Exam Tip: Use the identity cosec² θ - cot² θ = 1 to rewrite one variable in terms of the other - this reduces the complexity of the algebra.

 

Question 5(iii). Prove the following trigonometry identity: (sin θ + cos θ)(cosec θ - sec θ) = cosec θ.sec θ - 2 tan θ
Answer: Working from the left side, we have \( (sin θ + cos θ)(cosec θ - sec θ) \). Substituting the reciprocal definitions, this becomes \( (sin θ + cos θ) × ( \frac{1}{sin θ} - \frac{1}{cos θ} ) \). Simplifying the bracket yields \( (sin θ + cos θ) × \frac{cos θ - sin θ}{sin θ cos θ} \). Expanding gives \( \frac{sin θ cos θ - sin^2 θ + cos^2 θ - sin θ cos θ}{sin θ cos θ} \), which reduces to \( \frac{cos^2 θ - sin^2 θ}{sin θ cos θ} \). Using the identity \( cos^2 θ = 1 - sin^2 θ \), this becomes \( \frac{1 - 2 sin^2 θ}{sin θ cos θ} \). Breaking this into two fractions, we get \( \frac{1}{sin θ cos θ} - \frac{2 sin^2 θ}{sin θ cos θ} \), which simplifies to \( cosec θ sec θ - 2 tan θ \), proving the identity.
In simple words: Start with the left side. Change cosec and sec to their reciprocal forms, then multiply out and simplify using basic trig identities until you reach the right side.

Exam Tip: Always convert cosec and sec to fractions with sin and cos right at the start. Group like terms carefully when expanding, and use \( sin^2 θ + cos^2 θ = 1 \) to simplify.

 

Question 6(i). Prove the following identities, where the angles involved are acute angles for which the trigonometric ratios are defined: sec⁴ A(1 - sin⁴ A) - 2 tan² A = 1
Answer: Starting with the left side, expand \( sec^4 A(1 - sin^4 A) \) as \( \frac{1}{cos^4 A} × (1 - sin^4 A) \). Factor \( 1 - sin^4 A = (1 + sin^2 A)(1 - sin^2 A) = (1 + sin^2 A)cos^2 A \). Substituting yields \( \frac{(1 + sin^2 A)cos^2 A}{cos^4 A} = \frac{1 + sin^2 A}{cos^2 A} \). Now subtract \( 2 tan^2 A = \frac{2 sin^2 A}{cos^2 A} \), giving \( \frac{1 + sin^2 A - 2 sin^2 A}{cos^2 A} = \frac{1 - sin^2 A}{cos^2 A} \). Since \( 1 - sin^2 A = cos^2 A \), we have \( \frac{cos^2 A}{cos^2 A} = 1 \), completing the proof.
In simple words: Use the difference of squares to factor \( 1 - sin^4 A \). Then carefully combine all the fractions and use the main identity \( sin^2 A + cos^2 A = 1 \) to finish.

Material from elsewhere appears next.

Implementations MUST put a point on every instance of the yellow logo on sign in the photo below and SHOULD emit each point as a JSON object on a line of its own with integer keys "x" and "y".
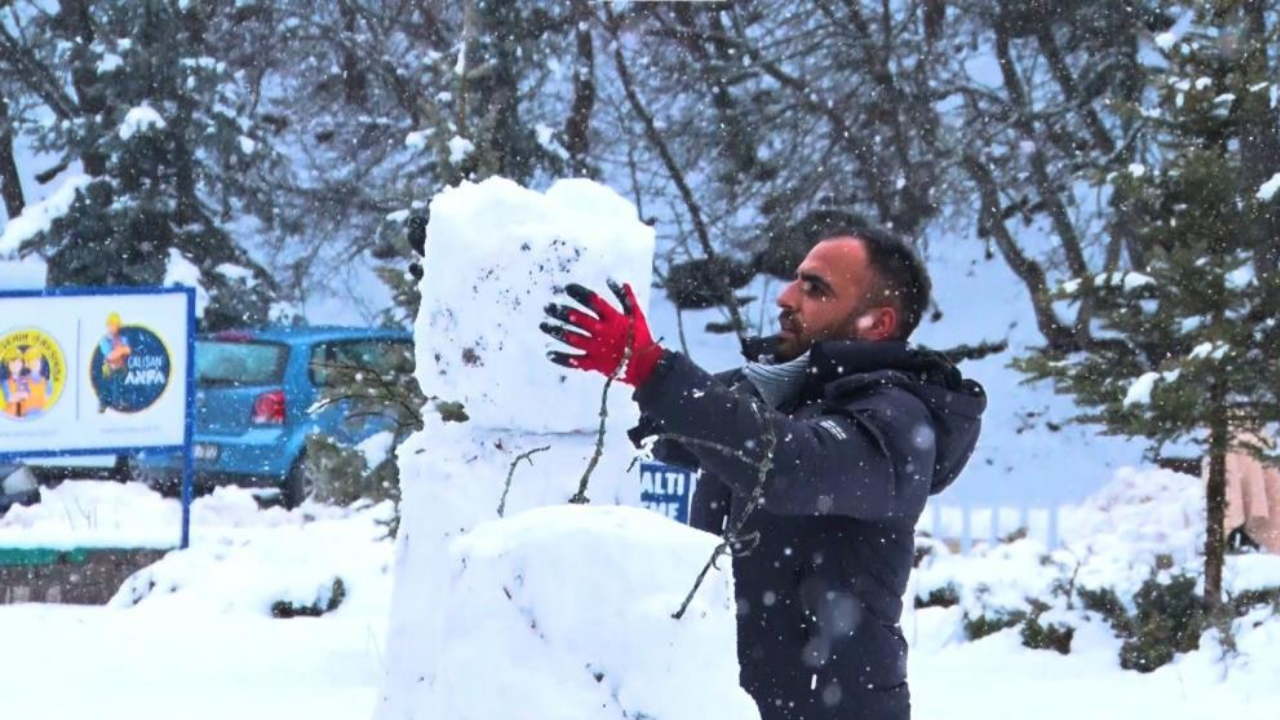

Exam Tip: Recognize \( 1 - sin^4 A \) as a difference of squares immediately - this is the key factorization. Watch your arithmetic when combining the final fractions.

 

Question 6(ii). Prove the following identities, where the angles involved are acute angles for which the trigonometric ratios are defined: \( \frac{1}{sin A + cos A + 1} + \frac{1}{sin A + cos A - 1} = sec A + cosec A \)
Answer: Take the left side and find a common denominator, combining the two fractions into \( \frac{(sin A + cos A - 1) + (sin A + cos A + 1)}{(sin A + cos A + 1)(sin A + cos A - 1)} \). The numerator simplifies to \( 2(sin A + cos A) \). For the denominator, use the difference of squares pattern: \( (sin A + cos A + 1)(sin A + cos A - 1) = (sin A + cos A)^2 - 1 = sin^2 A + cos^2 A + 2 sin A cos A - 1 = 2 sin A cos A \). So the fraction becomes \( \frac{2(sin A + cos A)}{2 sin A cos A} = \frac{sin A}{sin A cos A} + \frac{cos A}{sin A cos A} = cosec A + sec A \), confirming the identity.
In simple words: Add the two fractions by finding a common denominator. Use the difference of squares formula in the denominator, then split the result into two simpler fractions.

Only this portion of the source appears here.